司法書士の報酬は一律に決まっておらず、司法書士によって異なります。
司法書士に依頼する仕事の範囲によっても変わってくるため、司法書士に登記などをお願いするときは依頼する仕事内容を伝えたうえで見積もりを出してもらうとよいでしょう。
会社を廃業するときに税理士や弁護士などに廃業手続きや税金などについて相談する場合は相談料が必要になります。
弁護士に会社を廃業するときの手続きを依頼する場合も弁護士報酬が必要になるのです。
弁護士や税理士の相談料は事務所によって異なります。
中には初回相談無料などにしている事務所もあります。
会社を廃業するときの手続きを弁護士に依頼する場合も、会社の規模や状況によって報酬が変わってくる可能性があるため、見積もりを取ることをおすすめします。
会社を廃業するときに税務署や法務局、自治体などの窓口に相談したり書面を提出したりする場合は、交通費といったその他の費用も必要になります。
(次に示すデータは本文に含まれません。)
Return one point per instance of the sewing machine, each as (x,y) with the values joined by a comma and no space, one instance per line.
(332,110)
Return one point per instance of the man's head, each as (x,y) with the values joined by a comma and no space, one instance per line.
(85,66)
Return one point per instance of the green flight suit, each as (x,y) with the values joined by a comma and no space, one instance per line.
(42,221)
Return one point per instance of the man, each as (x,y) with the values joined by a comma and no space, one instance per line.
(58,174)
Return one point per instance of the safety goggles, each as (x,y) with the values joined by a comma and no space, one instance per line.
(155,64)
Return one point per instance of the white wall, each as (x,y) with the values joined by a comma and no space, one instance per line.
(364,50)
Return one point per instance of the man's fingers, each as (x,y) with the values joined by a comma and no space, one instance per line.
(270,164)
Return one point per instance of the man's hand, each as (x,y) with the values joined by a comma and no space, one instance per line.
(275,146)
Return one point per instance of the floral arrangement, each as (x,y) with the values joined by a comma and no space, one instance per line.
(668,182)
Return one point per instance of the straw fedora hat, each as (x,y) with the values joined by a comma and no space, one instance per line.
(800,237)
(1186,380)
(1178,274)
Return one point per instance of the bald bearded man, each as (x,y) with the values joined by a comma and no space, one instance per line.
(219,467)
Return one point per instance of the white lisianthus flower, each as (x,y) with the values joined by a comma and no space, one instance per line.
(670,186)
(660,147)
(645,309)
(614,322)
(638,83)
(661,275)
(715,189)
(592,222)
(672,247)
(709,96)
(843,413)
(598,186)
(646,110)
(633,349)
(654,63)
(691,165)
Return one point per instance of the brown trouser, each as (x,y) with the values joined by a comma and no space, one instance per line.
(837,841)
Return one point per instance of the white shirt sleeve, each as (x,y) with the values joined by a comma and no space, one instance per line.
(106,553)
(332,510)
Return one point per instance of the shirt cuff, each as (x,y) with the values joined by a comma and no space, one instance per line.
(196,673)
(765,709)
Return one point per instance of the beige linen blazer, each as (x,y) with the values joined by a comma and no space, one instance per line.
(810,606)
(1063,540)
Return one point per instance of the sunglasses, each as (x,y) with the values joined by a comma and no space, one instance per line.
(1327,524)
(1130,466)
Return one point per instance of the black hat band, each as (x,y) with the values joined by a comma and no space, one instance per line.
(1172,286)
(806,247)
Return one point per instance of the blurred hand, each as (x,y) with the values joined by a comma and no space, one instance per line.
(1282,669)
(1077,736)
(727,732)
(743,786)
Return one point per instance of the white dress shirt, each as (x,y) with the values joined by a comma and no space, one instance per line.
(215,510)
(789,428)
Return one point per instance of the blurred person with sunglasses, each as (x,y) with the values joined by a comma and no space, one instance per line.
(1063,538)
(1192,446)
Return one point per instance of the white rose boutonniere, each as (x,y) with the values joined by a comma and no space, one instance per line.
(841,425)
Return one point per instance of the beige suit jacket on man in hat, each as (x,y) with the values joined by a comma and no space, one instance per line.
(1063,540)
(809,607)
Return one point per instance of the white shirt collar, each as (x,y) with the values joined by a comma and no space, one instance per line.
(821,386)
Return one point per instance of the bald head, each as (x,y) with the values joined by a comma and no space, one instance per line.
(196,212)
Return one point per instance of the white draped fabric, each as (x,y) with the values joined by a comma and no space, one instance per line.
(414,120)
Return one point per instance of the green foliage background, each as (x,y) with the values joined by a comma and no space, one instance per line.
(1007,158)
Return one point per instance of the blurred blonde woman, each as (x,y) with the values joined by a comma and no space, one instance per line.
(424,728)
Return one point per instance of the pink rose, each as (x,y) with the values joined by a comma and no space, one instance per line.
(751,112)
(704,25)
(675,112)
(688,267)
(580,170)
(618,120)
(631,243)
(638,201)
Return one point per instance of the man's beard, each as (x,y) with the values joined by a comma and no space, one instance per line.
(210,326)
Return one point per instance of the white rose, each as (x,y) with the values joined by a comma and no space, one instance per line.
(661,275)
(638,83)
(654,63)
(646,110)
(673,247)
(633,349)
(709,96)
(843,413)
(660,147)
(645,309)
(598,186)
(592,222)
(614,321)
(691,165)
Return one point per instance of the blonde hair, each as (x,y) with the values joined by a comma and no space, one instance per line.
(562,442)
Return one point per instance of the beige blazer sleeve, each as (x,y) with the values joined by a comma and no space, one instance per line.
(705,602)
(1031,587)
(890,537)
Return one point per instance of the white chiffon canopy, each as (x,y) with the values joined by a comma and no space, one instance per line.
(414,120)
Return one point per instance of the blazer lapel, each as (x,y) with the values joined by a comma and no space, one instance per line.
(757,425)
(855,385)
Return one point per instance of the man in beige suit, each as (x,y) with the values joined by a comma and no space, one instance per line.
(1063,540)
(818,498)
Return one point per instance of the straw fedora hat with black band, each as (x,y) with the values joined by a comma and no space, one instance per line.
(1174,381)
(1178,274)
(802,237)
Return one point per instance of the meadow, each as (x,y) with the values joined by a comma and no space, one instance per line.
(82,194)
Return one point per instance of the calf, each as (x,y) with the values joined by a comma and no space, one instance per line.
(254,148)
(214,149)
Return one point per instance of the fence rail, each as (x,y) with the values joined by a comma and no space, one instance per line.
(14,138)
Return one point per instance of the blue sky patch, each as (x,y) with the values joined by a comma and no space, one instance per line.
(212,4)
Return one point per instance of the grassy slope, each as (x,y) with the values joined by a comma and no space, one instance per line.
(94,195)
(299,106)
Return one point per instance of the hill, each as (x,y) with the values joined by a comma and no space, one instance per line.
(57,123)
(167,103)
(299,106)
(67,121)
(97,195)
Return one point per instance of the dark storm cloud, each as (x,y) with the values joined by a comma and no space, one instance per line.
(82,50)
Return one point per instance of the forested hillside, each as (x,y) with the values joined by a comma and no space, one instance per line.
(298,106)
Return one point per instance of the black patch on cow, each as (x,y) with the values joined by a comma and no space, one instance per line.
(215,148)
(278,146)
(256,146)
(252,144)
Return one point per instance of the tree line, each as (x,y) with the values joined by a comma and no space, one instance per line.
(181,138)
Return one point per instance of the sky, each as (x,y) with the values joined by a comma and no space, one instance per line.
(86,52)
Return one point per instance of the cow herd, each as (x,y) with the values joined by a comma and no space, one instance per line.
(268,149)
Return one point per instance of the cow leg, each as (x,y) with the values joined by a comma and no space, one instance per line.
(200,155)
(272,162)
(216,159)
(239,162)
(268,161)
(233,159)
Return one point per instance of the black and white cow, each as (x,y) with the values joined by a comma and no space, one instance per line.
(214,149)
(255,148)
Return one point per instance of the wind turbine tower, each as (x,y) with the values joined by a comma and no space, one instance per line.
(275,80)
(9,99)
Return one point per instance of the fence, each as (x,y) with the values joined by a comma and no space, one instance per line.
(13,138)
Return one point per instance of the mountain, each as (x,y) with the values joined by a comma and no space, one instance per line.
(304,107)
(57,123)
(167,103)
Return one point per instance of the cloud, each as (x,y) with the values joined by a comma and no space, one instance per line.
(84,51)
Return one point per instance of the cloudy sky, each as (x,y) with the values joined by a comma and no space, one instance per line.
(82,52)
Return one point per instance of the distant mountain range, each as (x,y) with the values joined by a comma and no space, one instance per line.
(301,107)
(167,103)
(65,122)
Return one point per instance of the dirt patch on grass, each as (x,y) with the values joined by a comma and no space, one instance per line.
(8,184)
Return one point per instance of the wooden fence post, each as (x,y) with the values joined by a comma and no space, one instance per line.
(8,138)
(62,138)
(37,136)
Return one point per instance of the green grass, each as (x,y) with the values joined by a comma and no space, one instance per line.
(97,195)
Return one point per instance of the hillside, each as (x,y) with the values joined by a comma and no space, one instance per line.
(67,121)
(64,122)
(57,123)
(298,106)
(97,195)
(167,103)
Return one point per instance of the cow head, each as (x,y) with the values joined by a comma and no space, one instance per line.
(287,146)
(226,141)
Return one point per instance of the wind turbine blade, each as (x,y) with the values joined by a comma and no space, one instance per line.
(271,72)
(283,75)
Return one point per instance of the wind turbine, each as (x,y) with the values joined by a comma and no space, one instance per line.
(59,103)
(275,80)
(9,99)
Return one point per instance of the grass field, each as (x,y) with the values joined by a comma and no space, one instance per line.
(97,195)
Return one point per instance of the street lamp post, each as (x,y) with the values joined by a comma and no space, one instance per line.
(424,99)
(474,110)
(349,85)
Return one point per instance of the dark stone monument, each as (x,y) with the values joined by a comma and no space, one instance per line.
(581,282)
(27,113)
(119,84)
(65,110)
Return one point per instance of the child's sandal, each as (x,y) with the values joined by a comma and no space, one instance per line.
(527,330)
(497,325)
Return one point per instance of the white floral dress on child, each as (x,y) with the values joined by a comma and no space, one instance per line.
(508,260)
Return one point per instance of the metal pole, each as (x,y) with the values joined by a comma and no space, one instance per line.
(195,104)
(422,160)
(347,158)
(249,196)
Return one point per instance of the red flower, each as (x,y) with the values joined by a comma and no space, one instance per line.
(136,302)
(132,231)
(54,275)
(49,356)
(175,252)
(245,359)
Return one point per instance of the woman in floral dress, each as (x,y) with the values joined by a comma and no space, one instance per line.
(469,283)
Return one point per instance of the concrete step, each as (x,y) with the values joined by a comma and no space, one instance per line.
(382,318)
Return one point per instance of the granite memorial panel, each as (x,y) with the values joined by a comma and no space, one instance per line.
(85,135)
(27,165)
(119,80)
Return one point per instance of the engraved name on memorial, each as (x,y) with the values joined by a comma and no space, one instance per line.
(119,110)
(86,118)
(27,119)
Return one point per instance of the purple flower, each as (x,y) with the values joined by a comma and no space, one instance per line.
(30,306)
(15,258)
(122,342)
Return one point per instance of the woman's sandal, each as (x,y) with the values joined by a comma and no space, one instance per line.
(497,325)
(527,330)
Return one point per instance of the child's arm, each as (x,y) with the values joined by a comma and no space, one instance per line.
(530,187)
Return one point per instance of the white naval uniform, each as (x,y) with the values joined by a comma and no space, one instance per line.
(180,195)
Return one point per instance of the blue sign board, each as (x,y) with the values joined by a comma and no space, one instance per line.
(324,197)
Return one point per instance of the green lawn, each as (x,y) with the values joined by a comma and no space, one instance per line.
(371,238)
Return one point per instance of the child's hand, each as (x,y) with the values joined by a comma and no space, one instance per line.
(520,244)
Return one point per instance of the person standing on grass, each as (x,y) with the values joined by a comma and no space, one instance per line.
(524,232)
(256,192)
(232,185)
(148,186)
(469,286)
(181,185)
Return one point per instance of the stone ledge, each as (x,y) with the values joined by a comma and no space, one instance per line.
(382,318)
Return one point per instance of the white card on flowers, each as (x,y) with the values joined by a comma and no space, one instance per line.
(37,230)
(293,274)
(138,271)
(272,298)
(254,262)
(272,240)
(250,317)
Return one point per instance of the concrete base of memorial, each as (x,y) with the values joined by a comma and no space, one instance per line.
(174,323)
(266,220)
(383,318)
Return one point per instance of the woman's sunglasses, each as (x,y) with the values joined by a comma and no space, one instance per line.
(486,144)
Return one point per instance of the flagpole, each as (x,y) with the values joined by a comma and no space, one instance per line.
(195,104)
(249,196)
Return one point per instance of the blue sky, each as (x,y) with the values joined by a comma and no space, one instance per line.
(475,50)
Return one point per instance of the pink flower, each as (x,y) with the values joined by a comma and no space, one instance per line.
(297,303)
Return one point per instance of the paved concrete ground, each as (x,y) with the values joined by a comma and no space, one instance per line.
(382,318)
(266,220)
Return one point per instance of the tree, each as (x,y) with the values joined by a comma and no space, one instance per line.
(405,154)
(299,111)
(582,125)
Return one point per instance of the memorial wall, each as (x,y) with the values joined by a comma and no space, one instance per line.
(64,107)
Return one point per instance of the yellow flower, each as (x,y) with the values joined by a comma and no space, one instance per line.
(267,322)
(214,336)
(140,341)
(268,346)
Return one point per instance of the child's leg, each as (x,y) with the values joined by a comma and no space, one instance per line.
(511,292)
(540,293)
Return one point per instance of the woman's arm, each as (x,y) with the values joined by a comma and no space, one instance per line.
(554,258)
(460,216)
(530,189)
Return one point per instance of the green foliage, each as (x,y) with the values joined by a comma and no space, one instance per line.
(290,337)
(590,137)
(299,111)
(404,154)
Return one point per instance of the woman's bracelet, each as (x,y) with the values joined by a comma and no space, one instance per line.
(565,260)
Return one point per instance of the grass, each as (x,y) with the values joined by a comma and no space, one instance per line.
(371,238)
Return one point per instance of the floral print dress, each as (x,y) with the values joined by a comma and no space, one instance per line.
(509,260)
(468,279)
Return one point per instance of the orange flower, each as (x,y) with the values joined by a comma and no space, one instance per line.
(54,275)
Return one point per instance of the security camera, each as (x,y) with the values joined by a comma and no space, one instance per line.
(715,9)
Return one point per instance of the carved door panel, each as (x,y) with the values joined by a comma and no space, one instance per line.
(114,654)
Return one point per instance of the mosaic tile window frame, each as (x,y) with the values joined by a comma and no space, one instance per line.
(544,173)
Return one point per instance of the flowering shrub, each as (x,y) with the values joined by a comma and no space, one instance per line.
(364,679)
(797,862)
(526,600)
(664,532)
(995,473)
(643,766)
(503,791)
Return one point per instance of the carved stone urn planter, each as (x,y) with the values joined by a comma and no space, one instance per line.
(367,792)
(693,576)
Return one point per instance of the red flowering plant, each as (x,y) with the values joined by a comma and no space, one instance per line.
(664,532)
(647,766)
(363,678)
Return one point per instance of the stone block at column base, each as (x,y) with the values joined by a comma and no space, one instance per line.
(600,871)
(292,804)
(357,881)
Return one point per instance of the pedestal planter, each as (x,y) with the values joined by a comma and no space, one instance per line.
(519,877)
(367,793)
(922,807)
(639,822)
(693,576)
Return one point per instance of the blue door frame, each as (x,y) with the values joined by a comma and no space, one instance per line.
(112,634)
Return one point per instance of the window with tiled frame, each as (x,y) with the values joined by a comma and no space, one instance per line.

他にも廃業手続きをするために細々とした費用が必要になる可能性があります。
登記や債権者への官報公告、弁護士費用などの他に細々として費用が必要になることもあるため、廃業するときは廃業費用に余裕を持たせて準備しておくことがポイントです。
会社を廃業するときに資産不足により借入金が残ってしまうケースがあります。
会社を廃業するときに借入金が残ってしまう場合はどのような方法で対処したらよいのでしょうか。
また、会社の借入金が残っている場合、会社の経営者などの代表や役員などに返済義務はあるのでしょうか。
廃業する会社に借入金が残っている場合の返済義務と、廃業する会社の借入金に返済義務がある場合の対処法について順番に説明します。
廃業する会社の借入金については、経営者や役員など会社の代表や経営に関わっていた人たちに返済義務はありません。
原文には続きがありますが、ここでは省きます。